Intelligence-Led Security: How to Understand, Justify and Implement a New Approach to Security is a concise review of the concept of Intelligence-Led Security. Protecting a business, including its information and intellectual property, physical infrastructure, employees, and reputation, has become increasingly difficult. Online threats come from all sides: internal leaks and external adversaries; domestic hacktivists and overseas cybercrime syndicates; targeted threats and mass attacks. And these threats run the gamut from targeted to indiscriminate to entirely accidental.

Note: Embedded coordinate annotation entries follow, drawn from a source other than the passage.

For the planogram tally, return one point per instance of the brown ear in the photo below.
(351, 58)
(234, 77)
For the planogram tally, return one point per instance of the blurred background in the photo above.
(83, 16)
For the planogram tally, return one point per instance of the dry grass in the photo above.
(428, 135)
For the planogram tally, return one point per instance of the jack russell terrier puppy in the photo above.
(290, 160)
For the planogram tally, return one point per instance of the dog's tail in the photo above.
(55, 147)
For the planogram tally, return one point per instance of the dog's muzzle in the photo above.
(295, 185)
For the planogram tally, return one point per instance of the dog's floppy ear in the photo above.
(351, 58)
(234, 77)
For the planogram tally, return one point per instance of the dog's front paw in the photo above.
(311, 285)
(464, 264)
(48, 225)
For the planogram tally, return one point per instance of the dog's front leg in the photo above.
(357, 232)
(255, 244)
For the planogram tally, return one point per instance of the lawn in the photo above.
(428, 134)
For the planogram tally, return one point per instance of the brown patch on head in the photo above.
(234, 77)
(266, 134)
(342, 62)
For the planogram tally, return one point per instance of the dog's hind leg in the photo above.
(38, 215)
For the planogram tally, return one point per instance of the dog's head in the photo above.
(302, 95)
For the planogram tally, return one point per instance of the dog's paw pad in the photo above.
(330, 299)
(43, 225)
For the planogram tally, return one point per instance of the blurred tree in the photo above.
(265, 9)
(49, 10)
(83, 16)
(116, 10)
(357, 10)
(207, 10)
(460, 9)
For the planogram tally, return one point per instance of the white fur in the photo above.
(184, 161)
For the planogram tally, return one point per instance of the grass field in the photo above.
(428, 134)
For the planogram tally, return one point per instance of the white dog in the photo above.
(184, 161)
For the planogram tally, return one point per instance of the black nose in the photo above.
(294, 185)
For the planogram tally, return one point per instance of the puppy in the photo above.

Among thought leaders and advanced organizations, the consensus is now clear. Defensive security measures: antivirus software, firewalls, and other technical controls and post-attack mitigation strategies are no longer sufficient. To adequately protect company assets and ensure business continuity, organizations must be more proactive. Increasingly, this proactive stance is being summarized by the phrase Intelligence-Led Security: the use of data to gain insight into what can happen, who is likely to be involved, how they are likely to attack and, if possible, to predict when attacks are likely to come. In this book, the authors review the current threat-scape and why it requires this new approach, offer a clarifying definition of what Cyber Threat Intelligence is, describe how to communicate its value to business, and lay out concrete steps toward implementing Intelligence-Led Security.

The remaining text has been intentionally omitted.